Performance Analysis Utilities
Overview
This module provides quantitative performance metrics to evaluate risk-adjusted returns and the quality of investment strategies. Beyond simple metrics like the Sharpe Ratio, these tools help quants analyze tail risk, active management skill, and the statistical properties of return series.
Key Metrics Included
1. Hurst Exponent
Characterizes the long-term memory of a time series.
- H < 0.5: Mean-reverting series.
- H = 0.5: Random walk.
- H > 0.5: Trending series.
Files: hurst_exponent.py
2. Omega Ratio
Measures the risk-adjusted return relative to a target return level. It considers the entire return distribution, representing the ratio of probability-weighted gains to probability-weighted losses.
Files: omega_ratio.py
3. Tail Ratio
Highlights the relationship between the extreme positive and negative outliers of a return distribution. It is the absolute value of the 95th percentile return divided by the absolute value of the 5th percentile return.
Files: tail_ratio.py
4. Gain-to-Pain Ratio
A metric popularized by market wizards like Jack Schwager, representing the sum of all returns divided by the absolute sum of all negative returns. It provides a quick way to gauge the consistency of a strategy.

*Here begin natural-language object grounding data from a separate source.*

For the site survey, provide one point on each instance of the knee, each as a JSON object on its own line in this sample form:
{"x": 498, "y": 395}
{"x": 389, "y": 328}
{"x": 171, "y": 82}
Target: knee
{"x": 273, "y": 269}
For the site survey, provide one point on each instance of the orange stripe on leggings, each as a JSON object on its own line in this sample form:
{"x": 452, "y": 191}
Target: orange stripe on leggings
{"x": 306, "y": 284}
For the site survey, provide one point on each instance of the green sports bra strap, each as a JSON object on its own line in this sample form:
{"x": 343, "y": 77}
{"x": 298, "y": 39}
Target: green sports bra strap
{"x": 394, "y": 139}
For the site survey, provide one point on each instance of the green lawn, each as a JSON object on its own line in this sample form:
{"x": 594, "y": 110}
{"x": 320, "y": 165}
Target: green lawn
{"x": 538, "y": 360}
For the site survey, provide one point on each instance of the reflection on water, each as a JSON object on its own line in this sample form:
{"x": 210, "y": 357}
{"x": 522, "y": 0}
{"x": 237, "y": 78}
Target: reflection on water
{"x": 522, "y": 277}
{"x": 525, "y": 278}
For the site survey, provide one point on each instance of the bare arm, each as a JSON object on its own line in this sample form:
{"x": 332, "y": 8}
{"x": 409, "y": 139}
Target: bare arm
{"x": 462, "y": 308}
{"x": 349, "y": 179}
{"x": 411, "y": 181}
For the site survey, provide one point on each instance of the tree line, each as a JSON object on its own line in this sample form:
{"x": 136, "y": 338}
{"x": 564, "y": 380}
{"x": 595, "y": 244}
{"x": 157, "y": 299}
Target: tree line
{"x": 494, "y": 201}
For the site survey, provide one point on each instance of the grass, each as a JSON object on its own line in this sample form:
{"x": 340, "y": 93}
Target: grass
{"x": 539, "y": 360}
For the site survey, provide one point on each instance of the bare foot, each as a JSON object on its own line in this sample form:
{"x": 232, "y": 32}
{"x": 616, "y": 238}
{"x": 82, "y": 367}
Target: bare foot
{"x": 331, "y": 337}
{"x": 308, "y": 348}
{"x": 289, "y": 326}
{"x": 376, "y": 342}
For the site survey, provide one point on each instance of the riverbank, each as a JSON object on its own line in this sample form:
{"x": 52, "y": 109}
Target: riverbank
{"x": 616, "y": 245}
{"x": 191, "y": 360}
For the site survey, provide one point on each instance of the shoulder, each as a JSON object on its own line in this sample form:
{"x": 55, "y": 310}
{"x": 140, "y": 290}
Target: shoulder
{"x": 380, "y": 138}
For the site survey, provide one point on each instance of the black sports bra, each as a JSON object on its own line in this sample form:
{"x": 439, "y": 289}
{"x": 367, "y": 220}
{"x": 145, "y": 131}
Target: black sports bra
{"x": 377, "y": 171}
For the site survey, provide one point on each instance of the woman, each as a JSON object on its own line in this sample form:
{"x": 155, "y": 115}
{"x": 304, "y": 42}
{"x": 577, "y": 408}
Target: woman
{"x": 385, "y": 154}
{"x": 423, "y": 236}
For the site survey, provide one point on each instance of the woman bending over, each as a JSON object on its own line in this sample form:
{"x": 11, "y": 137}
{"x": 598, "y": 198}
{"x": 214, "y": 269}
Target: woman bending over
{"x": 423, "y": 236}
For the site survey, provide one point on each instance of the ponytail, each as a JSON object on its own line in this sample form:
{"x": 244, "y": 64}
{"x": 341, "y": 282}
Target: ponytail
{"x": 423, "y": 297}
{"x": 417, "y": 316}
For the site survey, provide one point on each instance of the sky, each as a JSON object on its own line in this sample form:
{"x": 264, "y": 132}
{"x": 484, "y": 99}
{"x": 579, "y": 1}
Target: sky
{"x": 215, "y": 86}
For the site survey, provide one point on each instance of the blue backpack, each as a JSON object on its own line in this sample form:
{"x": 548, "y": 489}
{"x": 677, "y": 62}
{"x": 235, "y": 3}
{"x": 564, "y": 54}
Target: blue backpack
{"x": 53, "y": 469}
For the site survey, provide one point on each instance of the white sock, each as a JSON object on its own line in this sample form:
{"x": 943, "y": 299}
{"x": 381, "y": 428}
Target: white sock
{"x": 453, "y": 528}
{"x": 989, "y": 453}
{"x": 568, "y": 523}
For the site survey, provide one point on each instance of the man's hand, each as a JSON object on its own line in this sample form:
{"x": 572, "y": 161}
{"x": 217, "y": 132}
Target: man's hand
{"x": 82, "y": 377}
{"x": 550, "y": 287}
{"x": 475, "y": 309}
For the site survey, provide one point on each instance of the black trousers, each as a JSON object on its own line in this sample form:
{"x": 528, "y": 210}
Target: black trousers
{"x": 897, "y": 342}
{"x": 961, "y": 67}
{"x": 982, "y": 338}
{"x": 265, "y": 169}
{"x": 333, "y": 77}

Files: gain_to_pain_ratio.py
5. Tracking Error and Information Ratio
Metrics for active portfolio management.
- Tracking Error: The standard deviation of the difference between the portfolio and its benchmark.
- Information Ratio: The active return per unit of tracking error, measuring a manager's skill in outperforming the index.
Files: active_performance.py
Usage
Each script contains a baseline implementation and a sample execution in the if __name__ == "__main__": block. To run any utility, execute it from the command line:
Portfolio Performance
These utilities are designed to be used in conjunction with risk metrics like Value at Risk (VaR) and Drawdown to provide a holistic view of portfolio performance and risk of ruin.